In this study, pregnant women revealed a reasonable level of breastfeeding knowledge. This result is similar to results reported in other studies. Chaudhary et al.  reported that mothers did not have adequate knowledge about the correct way to breastfeed. In other studies, the knowledge level was satisfactory (Senarath et al.) or fairly good (Radzniwan et al.)   Also, Kishore et al. (2009) stated that 39% of mothers had satisfactory breastfeeding knowledge.  Komarsson et al.  found that mothers demonstrated a good knowledge level about breastfeeding issues.
The majority of pregnant women in this study chose to breastfeed their babies, perhaps because of their knowledge about breastfeeding benefits for the child and mother. In fact, only 28.7% of the pregnant women revealed a lack of knowledge on this topic. Other authors have reported similar results. According to Zhou et al. (2010), the knowledge that “breastfeeding is better for the baby” was indicated as the main reason for breastfeeding (87%).  However, Radzniwan et al.  reported that more than 20% of mothers in their study were ignorant regarding breast milk protection against allergies, and 15% of mothers were not aware that breast milk is better than formula. Chaudhary et al.  reported in their study that only 25% had an idea about the importance of colostrum.

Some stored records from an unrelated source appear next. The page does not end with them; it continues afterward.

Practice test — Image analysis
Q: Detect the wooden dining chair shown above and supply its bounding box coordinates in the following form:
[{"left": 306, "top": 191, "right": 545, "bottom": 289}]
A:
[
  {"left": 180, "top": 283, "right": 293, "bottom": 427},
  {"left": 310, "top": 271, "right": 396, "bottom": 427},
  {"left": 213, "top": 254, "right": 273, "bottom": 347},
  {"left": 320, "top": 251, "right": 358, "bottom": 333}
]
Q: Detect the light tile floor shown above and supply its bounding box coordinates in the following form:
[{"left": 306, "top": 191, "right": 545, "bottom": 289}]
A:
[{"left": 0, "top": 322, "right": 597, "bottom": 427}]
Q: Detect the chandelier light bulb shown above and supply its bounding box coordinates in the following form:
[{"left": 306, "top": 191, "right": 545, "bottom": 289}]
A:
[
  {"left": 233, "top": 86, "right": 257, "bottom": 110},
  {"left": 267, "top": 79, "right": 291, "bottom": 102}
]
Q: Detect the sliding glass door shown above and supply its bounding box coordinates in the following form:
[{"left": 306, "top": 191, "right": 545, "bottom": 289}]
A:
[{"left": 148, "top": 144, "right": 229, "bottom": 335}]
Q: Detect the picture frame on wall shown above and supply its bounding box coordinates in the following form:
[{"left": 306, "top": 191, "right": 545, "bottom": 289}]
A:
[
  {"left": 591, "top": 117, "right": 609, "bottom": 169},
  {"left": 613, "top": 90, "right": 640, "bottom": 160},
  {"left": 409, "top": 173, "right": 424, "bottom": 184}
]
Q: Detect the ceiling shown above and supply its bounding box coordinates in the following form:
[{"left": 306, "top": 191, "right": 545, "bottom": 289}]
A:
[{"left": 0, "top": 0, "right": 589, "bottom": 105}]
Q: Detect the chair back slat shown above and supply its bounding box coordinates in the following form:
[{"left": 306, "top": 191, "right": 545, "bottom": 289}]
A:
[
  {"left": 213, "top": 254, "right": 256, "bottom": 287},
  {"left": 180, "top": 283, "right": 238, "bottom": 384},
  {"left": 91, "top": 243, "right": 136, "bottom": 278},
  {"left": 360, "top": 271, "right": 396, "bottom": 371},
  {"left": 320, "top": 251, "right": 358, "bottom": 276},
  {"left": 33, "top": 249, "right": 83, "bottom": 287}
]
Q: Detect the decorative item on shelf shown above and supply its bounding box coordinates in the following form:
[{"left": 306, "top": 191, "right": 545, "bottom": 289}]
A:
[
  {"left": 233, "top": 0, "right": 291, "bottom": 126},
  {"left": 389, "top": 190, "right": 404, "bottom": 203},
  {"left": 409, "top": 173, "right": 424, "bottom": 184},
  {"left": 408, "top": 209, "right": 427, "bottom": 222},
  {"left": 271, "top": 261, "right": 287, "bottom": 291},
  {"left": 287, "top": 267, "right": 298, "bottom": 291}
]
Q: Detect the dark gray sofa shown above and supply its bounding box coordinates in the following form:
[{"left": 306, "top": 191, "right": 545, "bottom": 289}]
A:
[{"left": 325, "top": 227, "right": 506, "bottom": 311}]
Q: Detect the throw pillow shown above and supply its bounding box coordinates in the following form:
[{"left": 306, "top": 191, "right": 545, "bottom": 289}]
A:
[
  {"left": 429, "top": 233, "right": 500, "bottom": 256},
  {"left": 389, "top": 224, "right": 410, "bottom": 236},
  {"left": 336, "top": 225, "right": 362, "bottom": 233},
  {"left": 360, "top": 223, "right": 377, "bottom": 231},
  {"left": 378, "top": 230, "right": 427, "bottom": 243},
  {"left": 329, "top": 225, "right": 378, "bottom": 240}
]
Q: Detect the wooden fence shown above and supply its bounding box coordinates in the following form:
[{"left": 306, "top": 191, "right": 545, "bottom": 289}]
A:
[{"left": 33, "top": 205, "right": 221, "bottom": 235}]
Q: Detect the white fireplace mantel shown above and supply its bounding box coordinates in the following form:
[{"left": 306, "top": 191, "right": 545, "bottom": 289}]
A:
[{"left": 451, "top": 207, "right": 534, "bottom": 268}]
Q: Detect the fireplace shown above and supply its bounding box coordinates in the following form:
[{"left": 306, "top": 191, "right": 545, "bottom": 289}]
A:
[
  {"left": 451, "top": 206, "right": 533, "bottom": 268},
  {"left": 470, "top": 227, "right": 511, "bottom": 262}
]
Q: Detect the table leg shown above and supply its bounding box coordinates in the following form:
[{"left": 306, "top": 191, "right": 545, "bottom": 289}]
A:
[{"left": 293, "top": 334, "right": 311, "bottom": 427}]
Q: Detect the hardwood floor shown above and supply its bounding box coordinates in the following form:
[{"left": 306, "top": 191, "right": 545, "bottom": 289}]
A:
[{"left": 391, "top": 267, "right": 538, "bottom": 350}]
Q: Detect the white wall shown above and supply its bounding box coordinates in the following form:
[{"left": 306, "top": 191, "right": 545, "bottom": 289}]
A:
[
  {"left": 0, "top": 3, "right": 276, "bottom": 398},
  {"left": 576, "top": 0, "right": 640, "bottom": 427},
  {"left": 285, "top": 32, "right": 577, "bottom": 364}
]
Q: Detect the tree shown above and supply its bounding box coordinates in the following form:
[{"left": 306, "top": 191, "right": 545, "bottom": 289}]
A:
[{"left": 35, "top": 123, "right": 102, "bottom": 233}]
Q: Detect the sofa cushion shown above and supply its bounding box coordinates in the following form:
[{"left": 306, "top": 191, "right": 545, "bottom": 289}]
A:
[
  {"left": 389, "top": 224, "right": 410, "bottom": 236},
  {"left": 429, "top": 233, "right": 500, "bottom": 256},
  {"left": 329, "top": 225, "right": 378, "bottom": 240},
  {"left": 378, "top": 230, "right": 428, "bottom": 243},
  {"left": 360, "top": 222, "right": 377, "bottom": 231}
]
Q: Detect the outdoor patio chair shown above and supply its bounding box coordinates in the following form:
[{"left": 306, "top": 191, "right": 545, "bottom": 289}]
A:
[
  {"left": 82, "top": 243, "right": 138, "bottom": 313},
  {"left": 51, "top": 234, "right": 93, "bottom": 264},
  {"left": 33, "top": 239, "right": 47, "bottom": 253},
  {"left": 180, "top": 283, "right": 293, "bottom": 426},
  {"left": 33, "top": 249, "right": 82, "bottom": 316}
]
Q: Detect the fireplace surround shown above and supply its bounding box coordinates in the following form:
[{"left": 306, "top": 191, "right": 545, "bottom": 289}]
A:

Based on the low breastfeeding knowledge level, the results of this study confirmed that mothers need to learn how to breastfeed their babies, and that the learning process should be initiated during pregnancy. The evidence has shown that antenatal education on breastfeeding has a positive effect on the duration of breastfeeding. Other studies corroborate those results, verifying that antenatal education has a positive impact on breastfeeding initiation and maintenance rates.  
Pregnant women revealed a significant lack of knowledge at the moment when it was assessed.
The expectant mothers more knowledgeable are the oldest, with higher education levels, cohabited with the father of the child, and those that already had another child and breastfeeding experience. The focus of care should emphasize on the younger, the first-time mothers and less well-educated women as particular vulnerable and poorer prepared groups concerning breastfeeding knowledge. The challenge is to prepare mothers to breastfeeding decisions and actions, beginning in pregnancy. Increasing pregnant women’ knowledge and confidence in their capacity to decide and act will contribute to mastery and breastfeeding success.